The idea of making this game came to me some ten years ago. We were on our way home after visiting an artist’s book fair. We took a break in our journey and sat in a café of some service station somewhere along the motorway, when suddenly there it was – that lovely ‘light-globe moment’ when inspiration strikes – I could almost see the finished result in front of me: 80 cards in 40 pairs … and each letter of the alphabet used twice…I’d use old style Black Letter design … pairing the modern faces of serif, slab, sans, hand…and….

I wanted that every letter be entirely stripped of any context. It had to stand-up entirely on its own, giving the rational brain no possibility of ‘cheating’ by guessing from the context, which sign it might be. So I decided to have square cards with the singled out letter printed right in the centre.


Looking at one of these cards is a rudimentary experience. In fact you may not immediately know whether the letter is being held and looked at upside down. Using these cards will somehow force you into looking more closely at the characteristic features of every single letter in the Alphabet, with which we are all so familiar and which is an intrinsic part of our daily lives. But singled out and stripped from any context these letters might no longer appear so common and familiar. I have created a game that makes us consider aspects of our daily lives we normally don’t even bother to think about.

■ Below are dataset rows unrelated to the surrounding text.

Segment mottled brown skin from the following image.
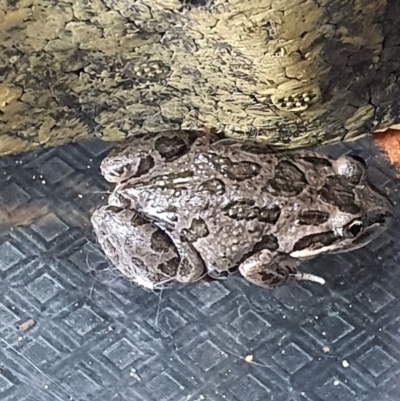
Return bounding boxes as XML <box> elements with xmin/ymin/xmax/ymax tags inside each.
<box><xmin>92</xmin><ymin>131</ymin><xmax>392</xmax><ymax>287</ymax></box>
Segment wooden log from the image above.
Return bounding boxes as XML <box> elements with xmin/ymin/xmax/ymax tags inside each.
<box><xmin>0</xmin><ymin>0</ymin><xmax>400</xmax><ymax>155</ymax></box>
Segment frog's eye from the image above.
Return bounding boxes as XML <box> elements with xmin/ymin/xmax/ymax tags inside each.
<box><xmin>346</xmin><ymin>221</ymin><xmax>364</xmax><ymax>238</ymax></box>
<box><xmin>347</xmin><ymin>153</ymin><xmax>367</xmax><ymax>167</ymax></box>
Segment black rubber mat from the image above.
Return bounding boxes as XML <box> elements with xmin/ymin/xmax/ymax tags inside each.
<box><xmin>0</xmin><ymin>136</ymin><xmax>400</xmax><ymax>401</ymax></box>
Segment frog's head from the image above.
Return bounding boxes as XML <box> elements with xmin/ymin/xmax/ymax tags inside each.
<box><xmin>100</xmin><ymin>147</ymin><xmax>154</xmax><ymax>183</ymax></box>
<box><xmin>290</xmin><ymin>152</ymin><xmax>393</xmax><ymax>258</ymax></box>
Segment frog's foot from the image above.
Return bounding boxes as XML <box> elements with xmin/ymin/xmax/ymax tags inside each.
<box><xmin>239</xmin><ymin>249</ymin><xmax>324</xmax><ymax>288</ymax></box>
<box><xmin>207</xmin><ymin>267</ymin><xmax>238</xmax><ymax>280</ymax></box>
<box><xmin>168</xmin><ymin>231</ymin><xmax>207</xmax><ymax>283</ymax></box>
<box><xmin>91</xmin><ymin>206</ymin><xmax>204</xmax><ymax>290</ymax></box>
<box><xmin>292</xmin><ymin>273</ymin><xmax>325</xmax><ymax>285</ymax></box>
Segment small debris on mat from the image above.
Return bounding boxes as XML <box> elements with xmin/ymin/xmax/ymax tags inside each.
<box><xmin>373</xmin><ymin>129</ymin><xmax>400</xmax><ymax>165</ymax></box>
<box><xmin>18</xmin><ymin>319</ymin><xmax>36</xmax><ymax>331</ymax></box>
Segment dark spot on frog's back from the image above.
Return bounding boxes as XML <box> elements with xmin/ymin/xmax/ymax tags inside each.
<box><xmin>239</xmin><ymin>234</ymin><xmax>279</xmax><ymax>263</ymax></box>
<box><xmin>297</xmin><ymin>210</ymin><xmax>329</xmax><ymax>226</ymax></box>
<box><xmin>318</xmin><ymin>176</ymin><xmax>360</xmax><ymax>214</ymax></box>
<box><xmin>222</xmin><ymin>199</ymin><xmax>260</xmax><ymax>220</ymax></box>
<box><xmin>135</xmin><ymin>155</ymin><xmax>154</xmax><ymax>177</ymax></box>
<box><xmin>258</xmin><ymin>205</ymin><xmax>281</xmax><ymax>224</ymax></box>
<box><xmin>252</xmin><ymin>234</ymin><xmax>279</xmax><ymax>253</ymax></box>
<box><xmin>301</xmin><ymin>156</ymin><xmax>332</xmax><ymax>168</ymax></box>
<box><xmin>226</xmin><ymin>161</ymin><xmax>261</xmax><ymax>182</ymax></box>
<box><xmin>150</xmin><ymin>230</ymin><xmax>175</xmax><ymax>252</ymax></box>
<box><xmin>265</xmin><ymin>160</ymin><xmax>308</xmax><ymax>197</ymax></box>
<box><xmin>157</xmin><ymin>257</ymin><xmax>180</xmax><ymax>277</ymax></box>
<box><xmin>182</xmin><ymin>218</ymin><xmax>210</xmax><ymax>242</ymax></box>
<box><xmin>198</xmin><ymin>178</ymin><xmax>225</xmax><ymax>195</ymax></box>
<box><xmin>131</xmin><ymin>213</ymin><xmax>148</xmax><ymax>227</ymax></box>
<box><xmin>154</xmin><ymin>135</ymin><xmax>189</xmax><ymax>162</ymax></box>
<box><xmin>240</xmin><ymin>141</ymin><xmax>272</xmax><ymax>155</ymax></box>
<box><xmin>292</xmin><ymin>231</ymin><xmax>340</xmax><ymax>251</ymax></box>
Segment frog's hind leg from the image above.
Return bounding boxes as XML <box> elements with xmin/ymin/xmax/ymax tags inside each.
<box><xmin>239</xmin><ymin>249</ymin><xmax>325</xmax><ymax>288</ymax></box>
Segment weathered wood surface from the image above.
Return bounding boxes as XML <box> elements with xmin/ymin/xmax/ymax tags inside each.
<box><xmin>0</xmin><ymin>0</ymin><xmax>400</xmax><ymax>155</ymax></box>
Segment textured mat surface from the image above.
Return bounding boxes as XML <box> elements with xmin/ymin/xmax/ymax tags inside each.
<box><xmin>0</xmin><ymin>140</ymin><xmax>400</xmax><ymax>401</ymax></box>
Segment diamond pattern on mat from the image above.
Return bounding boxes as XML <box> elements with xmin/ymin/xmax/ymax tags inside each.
<box><xmin>0</xmin><ymin>183</ymin><xmax>31</xmax><ymax>205</ymax></box>
<box><xmin>357</xmin><ymin>284</ymin><xmax>395</xmax><ymax>313</ymax></box>
<box><xmin>63</xmin><ymin>370</ymin><xmax>101</xmax><ymax>400</ymax></box>
<box><xmin>304</xmin><ymin>314</ymin><xmax>354</xmax><ymax>344</ymax></box>
<box><xmin>229</xmin><ymin>374</ymin><xmax>271</xmax><ymax>401</ymax></box>
<box><xmin>190</xmin><ymin>282</ymin><xmax>229</xmax><ymax>308</ymax></box>
<box><xmin>358</xmin><ymin>345</ymin><xmax>397</xmax><ymax>377</ymax></box>
<box><xmin>38</xmin><ymin>156</ymin><xmax>74</xmax><ymax>184</ymax></box>
<box><xmin>157</xmin><ymin>307</ymin><xmax>187</xmax><ymax>334</ymax></box>
<box><xmin>26</xmin><ymin>273</ymin><xmax>63</xmax><ymax>304</ymax></box>
<box><xmin>231</xmin><ymin>310</ymin><xmax>271</xmax><ymax>340</ymax></box>
<box><xmin>64</xmin><ymin>307</ymin><xmax>103</xmax><ymax>336</ymax></box>
<box><xmin>0</xmin><ymin>372</ymin><xmax>14</xmax><ymax>394</ymax></box>
<box><xmin>315</xmin><ymin>378</ymin><xmax>356</xmax><ymax>401</ymax></box>
<box><xmin>0</xmin><ymin>305</ymin><xmax>19</xmax><ymax>326</ymax></box>
<box><xmin>188</xmin><ymin>340</ymin><xmax>228</xmax><ymax>372</ymax></box>
<box><xmin>23</xmin><ymin>337</ymin><xmax>60</xmax><ymax>366</ymax></box>
<box><xmin>103</xmin><ymin>338</ymin><xmax>142</xmax><ymax>369</ymax></box>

All cards are housed in an especially made Beechwood box with sliding lid. The cards are printed letterpress from metal type and exactly the same metal type has been used to print a sheet showing all the correct pairings. The cards are made from strong bookbinder’s board and have either a green or red reverse side. There is, of course, a list with the names of the fonts used and a sheet explaining the basic rules. However, everyone using these cards can feel free to invent his or her own version of the ‘Rules of the Game’.


The game has been printed in a limited edition of 44 numbered and signed copies.